Que cette personne est, madame, votre amie ?

Arsinoé
Oui. Mais ma conscience est blessée en effet

De souffrir plus longtemps le tort que l’on vous fait.
L’état où je vous vois afflige trop mon âme,
1110Et je vous donne avis qu’on trahit votre flamme.

Alceste
C’est me montrer, madame, un tendre mouvement,

Et de pareils avis obligent un amant.

Arsinoé
Oui, toute mon amie, elle est, et je la nomme,

Indigne d’asservir le cœur d’un galant homme[1]
1115Et le sien n’a pour vous que de feintes douceurs.

Alceste
Cela se peut, madame, on ne voit pas les cœurs ;

Mais votre charité se serait bien passée
De jeter dans le mien une telle pensée.

Arsinoé
Si vous ne voulez pas être désabusé,

1120Il faut ne vous rien dire ; il est assez aisé.

Alceste
Non.
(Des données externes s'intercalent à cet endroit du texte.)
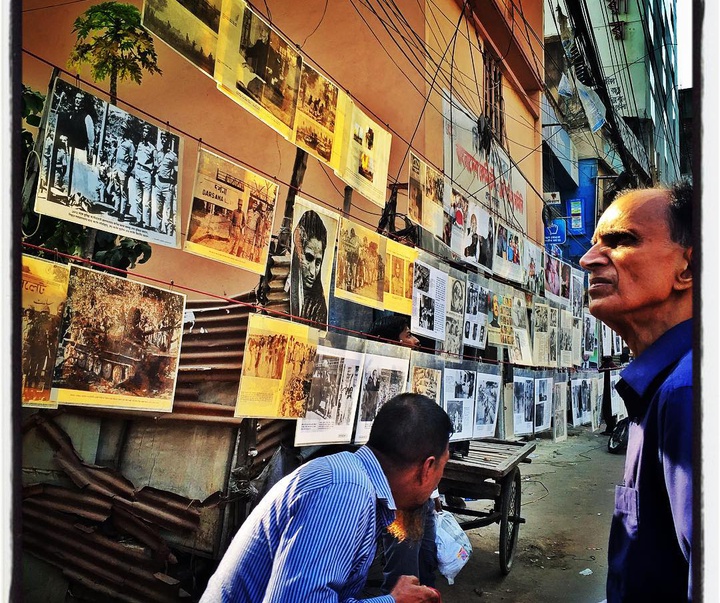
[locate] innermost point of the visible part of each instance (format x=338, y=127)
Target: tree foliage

Mais sur ce sujet, quoi que l’on nous expose,

Les doutes sont fâcheux plus que toute autre chose ;
Et je voudrais, pour moi, qu’on ne me fît savoir
Que ce qu’avec clarté l’on peut me faire voir.

Arsinoé
1125Hé bien ! c’est assez dit ; et sur cette matière

Vous allez recevoir une pleine lumière.

  1. Sur ce passage, voici la remarque de Voltaire :

    « Il faut dire toute mon amie qu’elle est, et non pas toute mon amie elle est. Et je la nomme ; cet et est de trop. Je la nomme est vicieux ; le terme propre est je la déclare ; on ne peut nommer qu’un nom : je le nomme grand, vertueux, barbare ; je le déclare indigne de mon amitié. »
    (Mélanges, t.III, p. 228.)
    Il est manifeste que Voltaire n’a pas saisi le sens de ce passage. Il a supposé une inversion très dure, et compris : Elle est toute, c’est-à-dire, tout à fait, mon amie, et je la nomme indigne d’asservir, etc. ; tandis que le sens véritable est celui-ci : Toute mon amie qu’elle est, elle est (et je ne crains pas de la nommer, et je le dis tout haut), elle est indigne, etc.
    Il est probable que Voltaire avait sous les yeux un texte mal ponctué.